2.2.2.6. Installation

In order to properly set up the enabler with the use of Helm charts, first you have to set up the appropriate configuration. For this purposes, the training-collector-config-map.yaml is included in this repository. This is a ConfigMap containing information that may be specific to this deployment that the application must be able to access.

After performing appropriate modifications, run kubectl apply -f training-collector-config-map.yaml to create the ConfigMap. Finally, run helm install trainingcollectorlocal trainingcollector in order to properly install the release using Helm charts.

2.2.2.7. Configuration options

The configuration of the training process for the FL Training Collector enabler is done with a request to REST API where the following parameters for a training job to be executed can be set:

  • strategy - name of the strategy to be used in this training job, e.g. “avg”

  • model_name - the name of the model used throughout training, e.g. “custom_resnet”

  • model_version - the version of the model selected for training, e.g. “version_0”

  • server_conf - the training configuration accepted by and specific to FL Flower server, e.g. “num_rounds”

  • strategy_conf - the configuration accepted by and specific to the selected strategy, containing fields like e.g. “min_fit_clients”

  • adapt_config e.g. “custom”

  • configuration_id - identifier of the configuration to be used

  • privacy_mechanisms - the configuration specifying the selected privacy mechanisms and their parameters

  • client_conf - the configuration specifying the client side of training

  • learning_rate - tuning parameter in an optimization algorithm, e.g. “0.001”

2.2.2.8. Developer guide

2.2.2.8.1. Components

The enabler provides a REST API to allow the input and output communication to and from the FL Training Collector enabler. On the one hand it is responsible of receiving FL local updates that are sent to the FLC Combiner component. On the other hand, it is responsible of communicating updates of the new FL model obtained in the FLC Component to the FL Repository. The communication capabilities of this component are designed so that it can conceptually deal with situations in which more complex topologies are used.

The enabler will receive weight updates from a certain number (possibly all) local nodes and combine them to generate an updated FL model. It can include both homogeneous and heterogeneous FedAvg solutions for e.g., logistic regression models, decision-tree models, or even neural network models.

Additionally, the enabler allows for the usage of selected privacy mechanisms. Here, it is important to mention that Homomorphic Encryption can only be used currently with very small models, like Logistic Regression.

2.2.2.8.2. Technologies

2.2.2.8.2.1. Python

Python is an interpreted high-level general-purpose programming language with a set of libraries. Very popular for data analysis and ML applications.

2.2.2.8.2.2. FastAPI

A popular web microframework written in Python, FastAPI is known for being both robust and high performing.
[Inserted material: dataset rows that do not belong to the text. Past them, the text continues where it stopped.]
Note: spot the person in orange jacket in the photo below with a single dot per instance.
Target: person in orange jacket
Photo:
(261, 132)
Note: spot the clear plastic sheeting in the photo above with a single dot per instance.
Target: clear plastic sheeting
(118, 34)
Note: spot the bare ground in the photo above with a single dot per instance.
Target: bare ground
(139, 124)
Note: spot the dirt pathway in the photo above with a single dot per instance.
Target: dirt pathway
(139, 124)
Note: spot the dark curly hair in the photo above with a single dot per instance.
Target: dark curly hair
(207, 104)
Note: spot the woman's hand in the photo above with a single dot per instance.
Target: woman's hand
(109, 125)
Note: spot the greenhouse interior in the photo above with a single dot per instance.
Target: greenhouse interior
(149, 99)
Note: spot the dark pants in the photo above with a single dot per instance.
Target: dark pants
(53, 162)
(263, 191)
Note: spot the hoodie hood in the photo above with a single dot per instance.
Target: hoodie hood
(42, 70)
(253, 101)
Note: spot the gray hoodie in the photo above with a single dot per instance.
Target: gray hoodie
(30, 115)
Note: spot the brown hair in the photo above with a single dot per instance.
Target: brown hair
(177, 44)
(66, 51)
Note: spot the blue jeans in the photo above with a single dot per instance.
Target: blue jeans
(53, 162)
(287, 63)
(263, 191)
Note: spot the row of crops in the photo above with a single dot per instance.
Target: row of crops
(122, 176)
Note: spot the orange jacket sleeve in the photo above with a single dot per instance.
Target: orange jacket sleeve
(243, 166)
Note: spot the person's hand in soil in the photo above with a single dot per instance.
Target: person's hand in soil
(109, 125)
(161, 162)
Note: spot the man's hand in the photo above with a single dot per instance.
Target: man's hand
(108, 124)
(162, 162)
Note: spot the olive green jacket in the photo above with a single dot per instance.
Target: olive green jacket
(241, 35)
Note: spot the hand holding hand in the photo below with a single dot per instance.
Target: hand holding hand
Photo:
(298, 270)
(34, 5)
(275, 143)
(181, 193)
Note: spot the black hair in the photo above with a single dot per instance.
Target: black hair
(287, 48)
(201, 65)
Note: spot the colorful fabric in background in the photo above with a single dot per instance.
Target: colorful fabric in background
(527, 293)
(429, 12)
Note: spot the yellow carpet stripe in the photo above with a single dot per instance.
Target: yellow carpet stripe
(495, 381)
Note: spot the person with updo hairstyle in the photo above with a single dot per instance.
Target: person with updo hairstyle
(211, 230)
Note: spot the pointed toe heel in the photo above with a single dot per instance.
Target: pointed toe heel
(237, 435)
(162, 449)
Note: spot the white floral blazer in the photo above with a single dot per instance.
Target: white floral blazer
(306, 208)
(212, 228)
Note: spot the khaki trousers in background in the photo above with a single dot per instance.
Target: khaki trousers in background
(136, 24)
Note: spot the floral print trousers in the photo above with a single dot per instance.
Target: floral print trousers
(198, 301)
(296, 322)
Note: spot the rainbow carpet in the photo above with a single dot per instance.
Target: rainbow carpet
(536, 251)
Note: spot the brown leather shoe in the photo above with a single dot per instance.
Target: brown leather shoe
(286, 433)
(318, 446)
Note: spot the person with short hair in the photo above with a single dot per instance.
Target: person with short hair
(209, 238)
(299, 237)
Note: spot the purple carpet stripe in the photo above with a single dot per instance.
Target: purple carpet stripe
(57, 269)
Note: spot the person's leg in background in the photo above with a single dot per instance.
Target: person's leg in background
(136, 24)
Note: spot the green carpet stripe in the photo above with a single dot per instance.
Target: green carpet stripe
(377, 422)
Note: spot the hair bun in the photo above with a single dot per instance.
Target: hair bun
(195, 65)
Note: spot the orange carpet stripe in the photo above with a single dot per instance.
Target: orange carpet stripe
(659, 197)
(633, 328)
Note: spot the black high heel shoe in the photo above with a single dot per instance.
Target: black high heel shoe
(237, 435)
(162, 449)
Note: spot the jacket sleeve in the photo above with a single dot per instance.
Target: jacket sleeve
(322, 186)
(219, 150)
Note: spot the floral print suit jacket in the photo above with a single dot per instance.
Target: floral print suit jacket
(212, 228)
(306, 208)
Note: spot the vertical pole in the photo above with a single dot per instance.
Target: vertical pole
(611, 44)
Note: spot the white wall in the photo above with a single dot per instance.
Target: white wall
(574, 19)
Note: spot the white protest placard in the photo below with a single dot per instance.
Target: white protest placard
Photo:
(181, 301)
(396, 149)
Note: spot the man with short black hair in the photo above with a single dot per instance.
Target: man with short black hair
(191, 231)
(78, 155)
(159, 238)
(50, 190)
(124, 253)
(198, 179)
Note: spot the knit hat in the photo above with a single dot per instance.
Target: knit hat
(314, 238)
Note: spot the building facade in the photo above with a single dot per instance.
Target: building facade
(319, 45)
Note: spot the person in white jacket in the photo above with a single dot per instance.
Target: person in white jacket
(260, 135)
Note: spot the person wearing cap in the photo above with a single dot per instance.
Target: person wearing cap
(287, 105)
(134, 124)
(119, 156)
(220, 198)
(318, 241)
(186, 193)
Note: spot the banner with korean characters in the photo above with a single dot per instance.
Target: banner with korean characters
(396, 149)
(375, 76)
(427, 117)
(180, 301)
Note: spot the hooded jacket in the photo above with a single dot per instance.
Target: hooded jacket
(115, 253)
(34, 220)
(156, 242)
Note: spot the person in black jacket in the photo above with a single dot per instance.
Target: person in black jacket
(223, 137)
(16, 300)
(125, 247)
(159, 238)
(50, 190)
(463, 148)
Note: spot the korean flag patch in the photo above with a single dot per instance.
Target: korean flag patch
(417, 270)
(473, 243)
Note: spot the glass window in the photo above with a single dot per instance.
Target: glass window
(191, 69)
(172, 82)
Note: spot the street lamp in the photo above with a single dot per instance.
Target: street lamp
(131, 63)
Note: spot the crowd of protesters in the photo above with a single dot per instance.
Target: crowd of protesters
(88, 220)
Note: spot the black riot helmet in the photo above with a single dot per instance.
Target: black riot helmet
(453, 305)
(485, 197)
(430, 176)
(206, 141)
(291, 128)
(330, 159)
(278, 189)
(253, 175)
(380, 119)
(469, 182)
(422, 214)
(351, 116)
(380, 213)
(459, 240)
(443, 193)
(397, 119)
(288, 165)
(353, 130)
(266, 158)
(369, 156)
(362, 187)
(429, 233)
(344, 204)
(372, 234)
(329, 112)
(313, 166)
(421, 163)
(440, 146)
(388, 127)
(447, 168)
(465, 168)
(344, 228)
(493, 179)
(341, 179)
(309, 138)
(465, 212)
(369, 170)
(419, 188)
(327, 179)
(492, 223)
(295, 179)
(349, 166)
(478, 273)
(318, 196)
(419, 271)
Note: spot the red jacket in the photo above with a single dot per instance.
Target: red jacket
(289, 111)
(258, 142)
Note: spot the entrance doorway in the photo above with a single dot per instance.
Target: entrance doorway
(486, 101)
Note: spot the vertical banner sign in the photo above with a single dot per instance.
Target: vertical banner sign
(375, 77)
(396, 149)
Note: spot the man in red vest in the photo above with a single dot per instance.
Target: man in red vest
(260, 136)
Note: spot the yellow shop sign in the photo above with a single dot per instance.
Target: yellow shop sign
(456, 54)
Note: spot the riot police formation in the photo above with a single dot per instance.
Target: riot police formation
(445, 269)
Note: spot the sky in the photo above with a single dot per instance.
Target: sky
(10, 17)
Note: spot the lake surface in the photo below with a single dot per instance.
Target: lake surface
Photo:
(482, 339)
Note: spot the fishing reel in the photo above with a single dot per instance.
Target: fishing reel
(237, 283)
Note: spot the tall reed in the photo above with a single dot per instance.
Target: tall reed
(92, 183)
It is based on OpenAPI (previously Swagger) standards.

2.2.2.8.2.3. Flower

A federated learning framework designed to work with a large number of clients. It is both compatible with a variety of ML frameworks and supports a wide range of devices.

2.2.2.8.2.4. TenSEAL

A library that empowers users to easily conduct Homomorphic Encryption operations on tensors, built on top of Microsoft SEAL. Since the underlying implementation uses C++, the resulting methods consume as little resources as possible.

2.2.2.9. Version control and release

Version control and release details will be provided in the next release of the documentation.

2.2.2.10. Licence

The FL Local Operations is licensed under the Apache License, Version2.0 (the “License”).

You may obtain a copy of the License at: http://www.apache.org/licenses/LICENSE-2.0

2.2.2.11. Notice (dependencies)

The information about the dependencies needed to run a specific part of the application can be found described in the appropriate requirements.txt files located. However, since they are downloaded automatically during the construction of the appropriate Docker images, the local dependencies needed to deploy the application include only a local Docker along with Docker Compose or Kubernetes installation.